Wszystkie te obszary działalności zostały niestety zahamowane przez sytuację wywołaną przez koronawirusa. Branże hotelarska, eventowa, gastronomiczna zamarły. Tym samym Marzenie ubyło sporo z jej codziennych obowiązków. W momencie, gdy z nią rozmawiamy, 13 maja, pojawia się światełko w tunelu. Są sygnały, że wkrótce na Sycylii wszystko zacznie powoli wracać do starego porządku. Dla ścisłości dodajmy – ten „stary porządek” obarczony będzie widmem pandemii i w związku z tym ciążyć na nim będą nowe środki ostrożności. Czas pokaże, jak ta rzeczywistość będzie wyglądać…

Sycylijska kwarantanna 

Teraz cofamy się w czasie i pytamy Marzenę o sycylijską kwarantannę. Od marca wszyscy z przerażeniem śledziliśmy sytuację we Włoszech, które jako pierwsze z krajów europejskich dotkliwie zaatakował groźny wirus. Marzena opowiada: „Sycylia została na szczęście dość mało dotknięta przez koronawirusa. Mamy około 300 osób zmarłych i już tylko nieco ponad 1900 osób zarażonych. W mojej prowincji – Trapani od wielu dni nie ma już nowych przypadków. Pierwsza faza, czyli całkowite zamknięcie, było dość trudnym doświadczeniem, ponieważ nigdzie nie mogliśmy wychodzić z domu – i po chwili precyzuje: – dalej niż 200 metrów. Jedynym przyzwoleniem było wyjście w celach zdrowotnych, do pracy czy na konieczne zakupy. Przy tym ustalono, że może wychodzić jedna osoba z domu i to raz dziennie”.

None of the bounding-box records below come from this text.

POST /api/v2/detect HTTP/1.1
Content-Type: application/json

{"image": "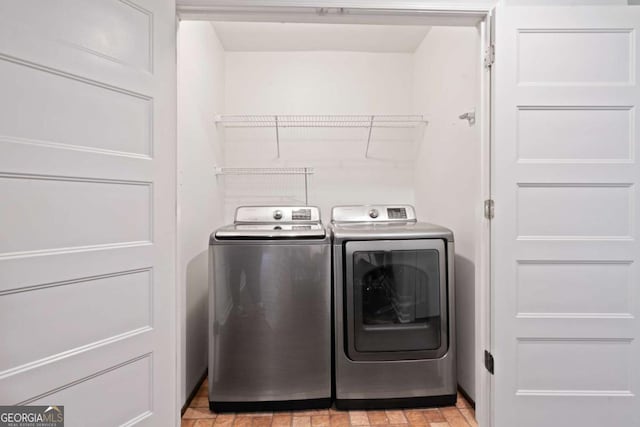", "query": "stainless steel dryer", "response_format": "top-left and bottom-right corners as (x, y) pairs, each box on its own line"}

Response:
(330, 205), (456, 409)
(209, 206), (331, 412)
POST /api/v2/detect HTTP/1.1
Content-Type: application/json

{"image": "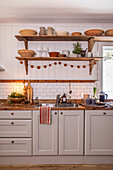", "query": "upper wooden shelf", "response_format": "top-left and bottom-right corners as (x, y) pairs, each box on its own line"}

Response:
(16, 57), (103, 75)
(16, 57), (103, 61)
(15, 35), (93, 41)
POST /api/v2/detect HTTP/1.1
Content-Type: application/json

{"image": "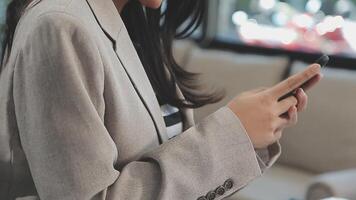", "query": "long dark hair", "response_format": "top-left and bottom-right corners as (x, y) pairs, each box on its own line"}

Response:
(0, 0), (223, 108)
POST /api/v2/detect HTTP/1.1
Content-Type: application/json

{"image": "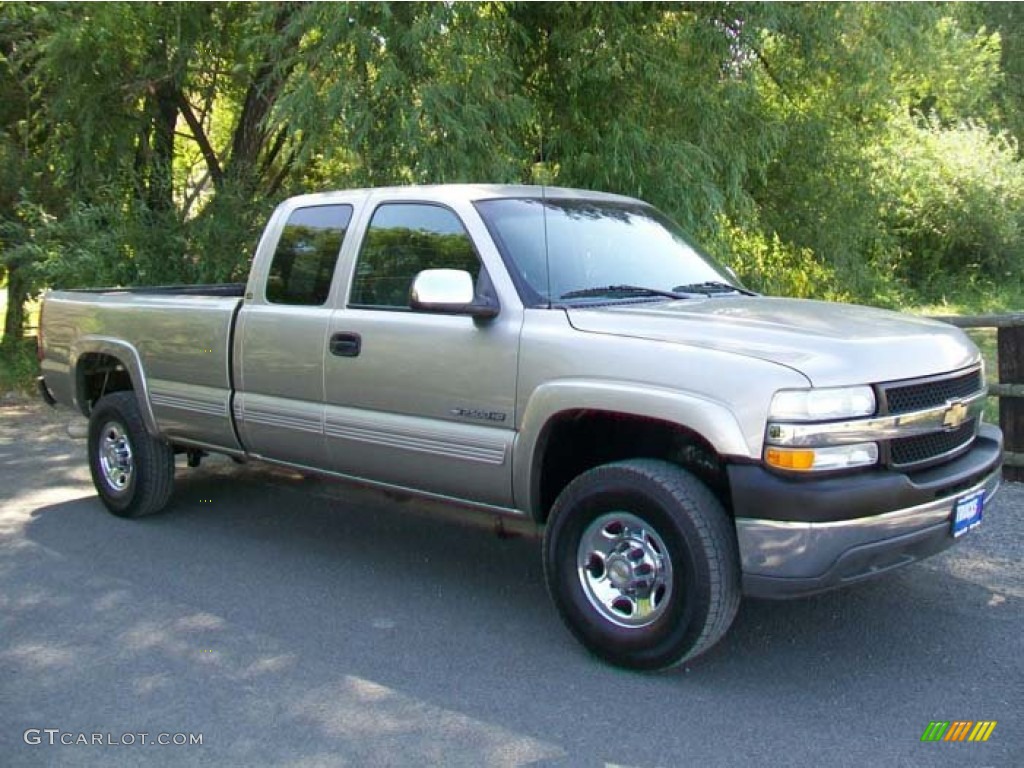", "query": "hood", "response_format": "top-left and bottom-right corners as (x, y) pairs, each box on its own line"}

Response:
(566, 296), (980, 387)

Sycylijczycy poddani egzaminowi życia w izolacji

Stereotypowy wizerunek Włocha opiera się na w głównej mierze na cechach skupionych wokół towarzyskiej natury. Gdy myślimy o mieszkańcach słodkiej Italii przywołujemy portret pogodnych, żywiołowych i otwartych ludzi. Osób, które cenią rodzinne wartości, przyjacielskie relacje i życie w bliskości z drugim człowiekiem. Dlatego społeczna izolacja i kwarantanna w czterech ścianach musi być czymś szczególnie dotkliwym dla mieszkańców tego słonecznego kraju.

Marzena potwierdza tylko nasze skojarzenia: „Muszę przyznać, że ciężko było Włochom się przyzwyczaić do tych obostrzeń. To ludzie, którzy uwielbiają spędzać czas w gronie rodzinnym, z przyjaciółmi, jeść w restauracjach, pić espresso w kawiarniach”.

Jak się okazuje – w poważnej sytuacji wymagającej dyscypliny zdali egzamin. „Sycylijczycy bardzo dobrze poradzili sobie z wszystkimi zaleceniami. – Opowiada nasza rozmówczyni. – Dzięki temu jako jedni z pierwszych powracamy do normalności. Najprawdopodobniej Sycylia otworzy się dla turystów na początku lipca. Mówi się o tym, że obowiązkowy stanie się paszport sanitarny”.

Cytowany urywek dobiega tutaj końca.